(1) An issuer must include in the prospectus the pro forma financial information set out in subsection (2) if
(a) the issuer has completed or proposes an acquisition of a business for which financial statement disclosure is required under section 32.1;
(b) less than nine months of the acquired business operations have been reflected in the issuer’s most recent audited financial statements included in the prospectus; and
(c) the inclusion of the pro forma financial statements is necessary for the prospectus to contain full, true and plain disclosure of all material facts relating to the securities to be distributed.

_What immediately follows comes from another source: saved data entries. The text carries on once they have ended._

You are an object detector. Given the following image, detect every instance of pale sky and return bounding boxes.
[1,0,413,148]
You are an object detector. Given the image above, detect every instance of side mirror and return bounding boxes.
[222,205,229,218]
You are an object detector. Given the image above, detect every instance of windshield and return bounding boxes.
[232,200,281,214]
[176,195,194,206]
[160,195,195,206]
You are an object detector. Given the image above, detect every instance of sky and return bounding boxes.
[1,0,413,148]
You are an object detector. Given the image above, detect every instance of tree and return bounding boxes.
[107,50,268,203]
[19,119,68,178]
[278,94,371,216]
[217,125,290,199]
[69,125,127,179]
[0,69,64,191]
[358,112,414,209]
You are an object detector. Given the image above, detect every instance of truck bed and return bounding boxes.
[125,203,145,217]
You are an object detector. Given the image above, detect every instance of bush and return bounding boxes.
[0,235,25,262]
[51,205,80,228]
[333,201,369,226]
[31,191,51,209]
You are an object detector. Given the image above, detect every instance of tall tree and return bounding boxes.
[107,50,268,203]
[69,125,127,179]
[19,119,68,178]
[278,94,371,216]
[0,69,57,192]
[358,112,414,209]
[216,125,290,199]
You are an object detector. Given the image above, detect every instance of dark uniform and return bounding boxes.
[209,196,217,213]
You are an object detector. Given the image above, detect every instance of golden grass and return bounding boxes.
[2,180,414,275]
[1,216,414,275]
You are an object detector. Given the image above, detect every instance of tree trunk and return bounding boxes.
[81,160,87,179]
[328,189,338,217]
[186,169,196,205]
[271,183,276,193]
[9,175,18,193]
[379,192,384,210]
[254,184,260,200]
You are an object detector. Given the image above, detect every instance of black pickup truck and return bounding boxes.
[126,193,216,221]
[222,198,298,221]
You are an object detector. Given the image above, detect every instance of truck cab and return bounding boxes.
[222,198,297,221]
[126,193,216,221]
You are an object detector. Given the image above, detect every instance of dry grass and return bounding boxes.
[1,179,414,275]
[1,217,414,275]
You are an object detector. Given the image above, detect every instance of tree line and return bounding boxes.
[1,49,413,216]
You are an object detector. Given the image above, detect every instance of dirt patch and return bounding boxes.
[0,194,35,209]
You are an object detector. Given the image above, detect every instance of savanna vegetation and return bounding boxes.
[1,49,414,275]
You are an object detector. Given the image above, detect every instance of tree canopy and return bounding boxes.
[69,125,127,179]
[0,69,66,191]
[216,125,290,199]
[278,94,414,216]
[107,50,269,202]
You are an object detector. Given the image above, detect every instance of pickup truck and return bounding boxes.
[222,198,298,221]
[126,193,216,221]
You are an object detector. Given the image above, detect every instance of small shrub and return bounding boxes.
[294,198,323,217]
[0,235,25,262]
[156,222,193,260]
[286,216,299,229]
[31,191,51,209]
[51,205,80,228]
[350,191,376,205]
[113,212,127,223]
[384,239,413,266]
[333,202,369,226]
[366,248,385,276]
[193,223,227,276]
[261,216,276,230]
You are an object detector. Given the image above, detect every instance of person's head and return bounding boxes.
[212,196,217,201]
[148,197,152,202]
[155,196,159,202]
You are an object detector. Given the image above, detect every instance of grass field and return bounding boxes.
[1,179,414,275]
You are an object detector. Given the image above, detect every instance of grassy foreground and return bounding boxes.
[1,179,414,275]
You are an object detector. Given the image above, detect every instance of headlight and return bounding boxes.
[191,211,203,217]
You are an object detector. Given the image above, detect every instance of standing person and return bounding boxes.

(2) For the purposes of subsection (1), include the following:
(a) a pro forma statement of financial position of the issuer, as at the date of the issuer’s most recent statement of financial position included in the prospectus, that gives effect, as if it had taken place as at the date of the pro forma statement of financial position, to the acquisition that has been completed, or is expected to be completed, but is not reflected in the issuer’s most recent statement of financial position for an annual or interim period;
(b) a pro forma income statement of the issuer that gives effect to the acquisition completed, or expected to be completed, since the beginning of the issuer’s most recently completed financial year for which it has included financial statements in its prospectus, as if it had taken place at the beginning of that financial year, for each of the following periods:
(i) the most recently completed financial year for which the issuer has included financial statements in its prospectus; and
(ii) the interim period for which the issuer has included an interim financial report in its prospectus, that started after the financial year referred to in subparagraph (i) and ended
(A) in the case of a completed acquisition, immediately before the acquisition date or, in the issuer’s discretion, after the acquisition date;
(B) in the case of a proposed acquisition, immediately before the date of the filing of the prospectus, as if the acquisition had been completed before the filing of the prospectus and the acquisition date were the date of the prospectus; and
(c) pro forma earnings per share based on the pro forma financial statements referred to in paragraph (b).
(3) If an issuer is required to include pro forma financial statements in its prospectus under subsection (1),
(a) in the case where the pro forma financial statements give effect to more than one acquisition, the issuer must identify in the pro forma financial statements each acquisition,
(b) the issuer must include in the pro forma financial statements
(i) adjustments attributable to the acquisition for which there are firm commitments and for which the complete financial effects are objectively determinable;
(ii) adjustments to conform amounts for the business to the issuer’s accounting policies; and
(iii) a description of the underlying assumptions on which the pro forma financial statements are prepared, cross-referenced to each related pro forma adjustment;
(c) in the case where the financial year-end of the business differs from the issuer’s year-end by more than 93 days, for the purpose of preparing the pro forma income statement of the issuer’s most recently completed financial year, the issuer must construct an income statement of the business for a period of 12 consecutive months ending no more than 93 days before or after the issuer’s year-end, by adding the results for a subsequent interim period to a completed financial year of the business and deducting the comparable interim results for the immediately preceding year;
(d) in the case where a constructed income statement is required under paragraph (c), the pro forma financial statements must disclose the period covered by the constructed income statement on the face of the pro forma financial statements and must include a note stating that the financial statements of the business used to prepare the pro forma financial statements were prepared for the purpose of the pro forma financial statements and do not conform with the financial statements for the business included elsewhere in the prospectus;
(e) in the case where an issuer is required to prepare a pro forma income statement for an interim period required by paragraph (2)(b), and the pro forma income statement for the most recently completed financial year includes results of the business which are also included in the pro forma income statement for the interim period, the issuer must disclose in a note to the pro forma financial statements the revenue, expenses, and profit or loss from continuing operations included in each pro forma income statement for the overlapping period; and
(f) a constructed period referred to in paragraph (c) does not have to be audited.